What word in the English language is made up of only two letters, each used three times?

[freedomlover]

Deeded

(sigh)

[Quilla]

Are you that good or googling likethatcheatinglittlemidget? ;-)

[freedomlover]

Honestly I saw through the first one and remembered the second.

I'm not that clever.

[CougarGA7]

Looks about right.

[freedomlover]

What is the longest word in the dictionary?







Wait for it









Answer :




Smiles

(there is a mile between the two S's)


WOOPWOOPWOOPWOOP

[Koblenz]

Good example for the answer of False. Now... any idea of how to put this in math terms as a proof? I had a slightly different variation on what you provided as an example. I just cant seem to get this into a proof. It's like, I can SEE that a circle is round, I just don't know how to prove that a circle is round.

I think you need to look at what each cell on the diagonal also influences. If the top right is a one, then none of the top row or the far right column can have a 1, nor can the top box.

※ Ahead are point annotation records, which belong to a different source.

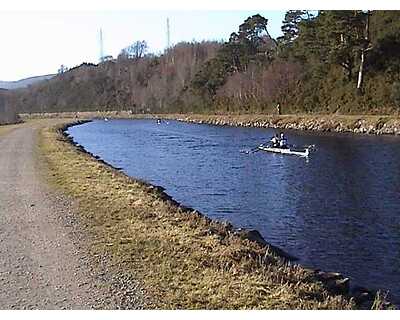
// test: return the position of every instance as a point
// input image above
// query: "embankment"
(364, 124)
(183, 259)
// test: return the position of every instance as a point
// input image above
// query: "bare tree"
(135, 51)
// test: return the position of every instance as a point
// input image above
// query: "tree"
(135, 51)
(290, 26)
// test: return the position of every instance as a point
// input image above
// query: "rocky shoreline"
(358, 124)
(335, 283)
(377, 125)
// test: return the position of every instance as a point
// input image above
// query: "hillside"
(335, 62)
(7, 114)
(23, 83)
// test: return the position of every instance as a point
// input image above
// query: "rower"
(283, 141)
(275, 141)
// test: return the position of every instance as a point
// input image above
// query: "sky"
(37, 37)
(39, 42)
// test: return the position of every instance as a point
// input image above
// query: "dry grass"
(184, 260)
(4, 129)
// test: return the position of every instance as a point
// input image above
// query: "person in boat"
(275, 141)
(283, 141)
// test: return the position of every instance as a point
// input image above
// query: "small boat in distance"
(303, 152)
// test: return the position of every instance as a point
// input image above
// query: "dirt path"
(43, 265)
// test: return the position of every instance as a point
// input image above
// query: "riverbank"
(183, 259)
(360, 124)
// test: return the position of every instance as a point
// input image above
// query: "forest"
(7, 113)
(342, 62)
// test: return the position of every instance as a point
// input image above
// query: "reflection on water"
(339, 211)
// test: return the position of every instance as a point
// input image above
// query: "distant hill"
(23, 83)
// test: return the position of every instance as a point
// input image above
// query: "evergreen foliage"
(325, 62)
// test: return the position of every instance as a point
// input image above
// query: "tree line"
(325, 62)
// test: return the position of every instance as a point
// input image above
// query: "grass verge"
(183, 259)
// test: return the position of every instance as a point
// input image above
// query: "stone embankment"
(324, 123)
(364, 124)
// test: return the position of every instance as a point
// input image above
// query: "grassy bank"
(182, 259)
(6, 128)
(364, 124)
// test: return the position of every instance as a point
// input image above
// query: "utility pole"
(101, 46)
(168, 35)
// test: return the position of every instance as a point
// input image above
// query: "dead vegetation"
(183, 259)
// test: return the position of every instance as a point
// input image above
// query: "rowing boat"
(303, 152)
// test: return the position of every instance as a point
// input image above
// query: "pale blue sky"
(36, 43)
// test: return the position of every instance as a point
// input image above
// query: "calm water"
(338, 211)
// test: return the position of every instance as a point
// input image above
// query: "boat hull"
(304, 153)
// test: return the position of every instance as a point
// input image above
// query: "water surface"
(337, 211)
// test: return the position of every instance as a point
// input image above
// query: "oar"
(254, 150)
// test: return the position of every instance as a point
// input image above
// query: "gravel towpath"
(43, 264)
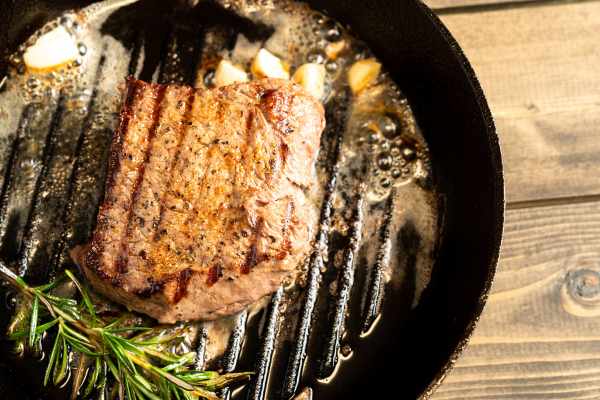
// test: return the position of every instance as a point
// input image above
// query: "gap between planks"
(444, 7)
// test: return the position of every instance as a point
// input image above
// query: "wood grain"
(539, 69)
(538, 338)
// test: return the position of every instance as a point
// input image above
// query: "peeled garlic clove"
(51, 50)
(268, 65)
(362, 74)
(227, 73)
(311, 77)
(334, 49)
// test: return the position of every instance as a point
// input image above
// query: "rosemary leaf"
(52, 359)
(35, 307)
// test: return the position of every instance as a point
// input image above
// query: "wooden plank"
(539, 335)
(539, 69)
(439, 4)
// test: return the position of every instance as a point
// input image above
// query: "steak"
(205, 207)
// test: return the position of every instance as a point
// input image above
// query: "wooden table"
(539, 65)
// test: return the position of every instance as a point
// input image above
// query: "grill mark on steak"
(286, 246)
(214, 274)
(92, 259)
(122, 261)
(183, 131)
(183, 279)
(252, 256)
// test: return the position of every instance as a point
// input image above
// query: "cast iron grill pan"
(50, 206)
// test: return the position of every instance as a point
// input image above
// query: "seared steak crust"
(205, 208)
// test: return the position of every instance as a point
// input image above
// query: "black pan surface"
(406, 356)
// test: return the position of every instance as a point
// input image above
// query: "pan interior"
(379, 204)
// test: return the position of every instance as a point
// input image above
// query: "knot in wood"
(583, 283)
(580, 293)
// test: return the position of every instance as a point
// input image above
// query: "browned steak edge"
(92, 260)
(122, 260)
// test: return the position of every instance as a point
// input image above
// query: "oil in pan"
(377, 205)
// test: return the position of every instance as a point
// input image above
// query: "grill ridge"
(10, 168)
(375, 287)
(345, 283)
(336, 117)
(258, 387)
(234, 349)
(75, 174)
(27, 244)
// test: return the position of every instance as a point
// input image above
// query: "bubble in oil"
(390, 126)
(384, 161)
(316, 56)
(408, 153)
(209, 78)
(82, 49)
(331, 66)
(331, 31)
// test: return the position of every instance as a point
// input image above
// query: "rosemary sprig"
(141, 364)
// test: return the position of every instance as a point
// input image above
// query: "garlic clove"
(362, 74)
(266, 64)
(227, 73)
(311, 77)
(51, 50)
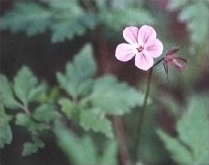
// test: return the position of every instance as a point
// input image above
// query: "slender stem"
(119, 131)
(141, 117)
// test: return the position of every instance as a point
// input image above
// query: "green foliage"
(30, 148)
(23, 91)
(67, 107)
(6, 132)
(114, 97)
(94, 99)
(196, 16)
(26, 86)
(64, 19)
(192, 145)
(22, 94)
(91, 119)
(77, 80)
(6, 92)
(82, 150)
(68, 18)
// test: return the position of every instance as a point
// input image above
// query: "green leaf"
(90, 119)
(67, 107)
(114, 97)
(178, 151)
(26, 86)
(193, 129)
(6, 132)
(29, 17)
(78, 150)
(192, 145)
(31, 125)
(32, 147)
(77, 80)
(82, 150)
(29, 148)
(110, 154)
(46, 113)
(23, 119)
(7, 96)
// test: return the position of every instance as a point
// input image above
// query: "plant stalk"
(140, 120)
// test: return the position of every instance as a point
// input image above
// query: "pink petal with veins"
(146, 33)
(154, 48)
(143, 62)
(130, 34)
(124, 52)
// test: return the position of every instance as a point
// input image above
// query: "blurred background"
(44, 35)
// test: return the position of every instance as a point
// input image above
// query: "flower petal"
(124, 52)
(154, 48)
(146, 33)
(130, 34)
(143, 62)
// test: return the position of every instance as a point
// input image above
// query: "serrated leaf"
(110, 154)
(27, 122)
(82, 150)
(192, 145)
(67, 107)
(193, 129)
(114, 97)
(46, 113)
(90, 120)
(36, 92)
(22, 119)
(7, 96)
(29, 148)
(179, 152)
(26, 86)
(78, 150)
(77, 80)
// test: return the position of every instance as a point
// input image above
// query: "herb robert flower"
(142, 44)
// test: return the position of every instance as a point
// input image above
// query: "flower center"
(140, 48)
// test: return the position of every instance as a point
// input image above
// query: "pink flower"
(142, 43)
(172, 59)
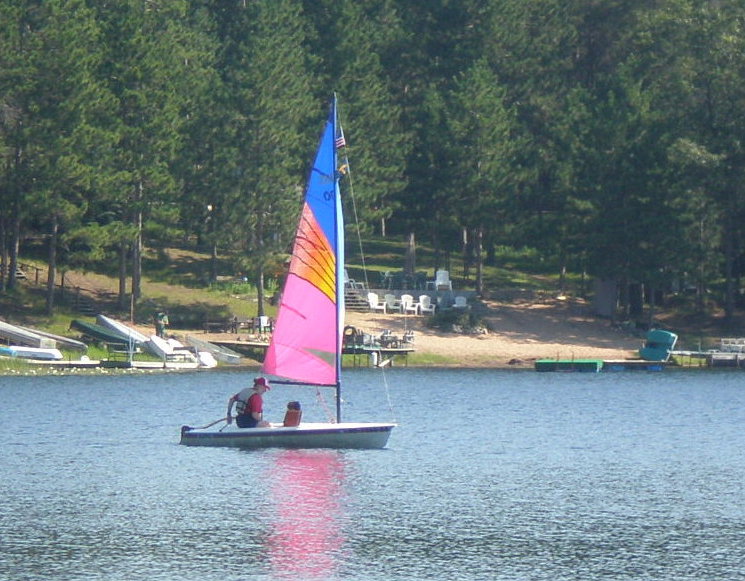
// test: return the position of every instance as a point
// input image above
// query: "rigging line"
(354, 203)
(362, 253)
(329, 416)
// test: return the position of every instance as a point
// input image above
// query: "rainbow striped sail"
(306, 343)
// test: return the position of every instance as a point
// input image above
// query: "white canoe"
(219, 352)
(23, 352)
(20, 336)
(121, 328)
(307, 435)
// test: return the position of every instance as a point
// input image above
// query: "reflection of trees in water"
(306, 488)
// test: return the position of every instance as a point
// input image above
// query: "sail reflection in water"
(307, 490)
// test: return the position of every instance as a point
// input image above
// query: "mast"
(339, 262)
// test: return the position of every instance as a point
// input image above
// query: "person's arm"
(229, 417)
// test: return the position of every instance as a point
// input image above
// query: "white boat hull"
(22, 352)
(219, 353)
(311, 435)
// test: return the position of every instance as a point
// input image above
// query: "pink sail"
(306, 342)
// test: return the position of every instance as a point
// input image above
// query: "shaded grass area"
(175, 280)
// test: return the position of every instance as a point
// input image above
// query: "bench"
(220, 326)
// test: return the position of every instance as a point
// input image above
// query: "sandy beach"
(519, 333)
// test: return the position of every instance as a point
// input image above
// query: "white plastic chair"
(374, 302)
(460, 302)
(408, 305)
(392, 303)
(442, 280)
(426, 306)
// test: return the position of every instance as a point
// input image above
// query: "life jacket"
(241, 406)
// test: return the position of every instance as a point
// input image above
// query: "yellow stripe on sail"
(313, 258)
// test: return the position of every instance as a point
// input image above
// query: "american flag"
(340, 141)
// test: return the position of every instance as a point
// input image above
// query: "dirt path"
(520, 333)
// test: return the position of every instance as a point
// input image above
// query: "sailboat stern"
(347, 435)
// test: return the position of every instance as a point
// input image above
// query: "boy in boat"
(249, 405)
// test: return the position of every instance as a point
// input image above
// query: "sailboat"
(305, 348)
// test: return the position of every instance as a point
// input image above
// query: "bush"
(457, 321)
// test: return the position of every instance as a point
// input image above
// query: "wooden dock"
(584, 365)
(597, 365)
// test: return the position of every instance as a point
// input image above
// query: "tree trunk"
(122, 276)
(480, 262)
(14, 247)
(729, 287)
(52, 264)
(260, 290)
(3, 254)
(137, 259)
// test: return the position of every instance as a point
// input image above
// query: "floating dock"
(585, 365)
(597, 365)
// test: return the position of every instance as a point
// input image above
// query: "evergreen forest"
(608, 136)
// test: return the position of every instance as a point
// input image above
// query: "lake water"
(490, 475)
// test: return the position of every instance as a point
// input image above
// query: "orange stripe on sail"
(313, 258)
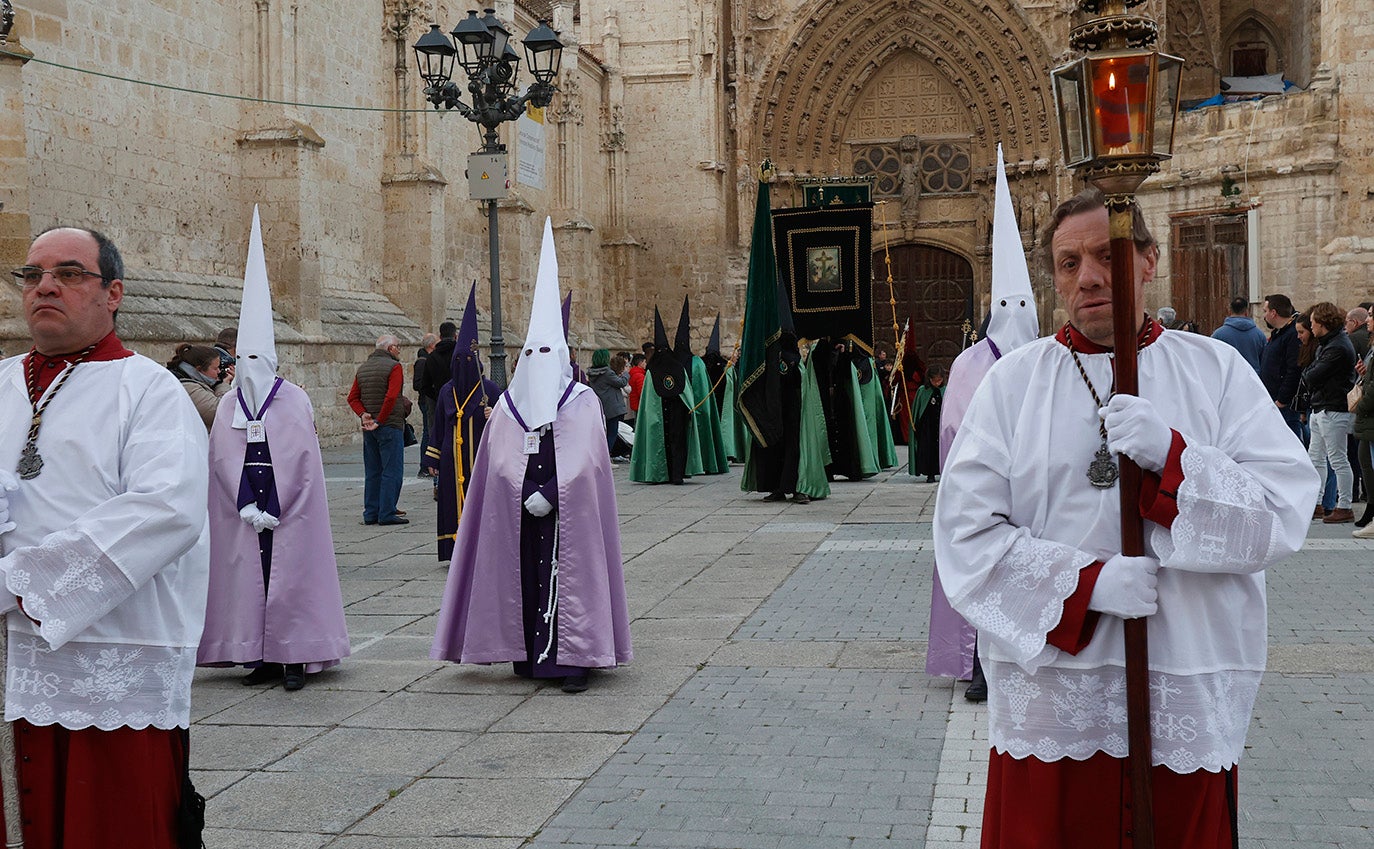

Think of Sudoku as being nine boxes, each of those with nine cells.

The diagonals will occupy three cells in each of box 1, 3, 7 and 9, 5 cells in the middle box and no cells in boxes 2, 4, 6, and 8.

The middle box will have five unique numbers on the diagonals. None of the numbers can be the same, because a sudoku box can't have a duplicate.

In the four corner boxes, we have three numbers each. Each box cannot have a duplicate number. Furthermore, each cell in the corner box is on the same column as a cell in another corner box and a row in another corner box.

There are not enough constraints to force a duplicate in the diagonal. I don't know how to express this in a mathematical proof, but it if you assign each cell a variable, and cell 1 <> cell 2 <> cell 3 maybe you could approach it that way.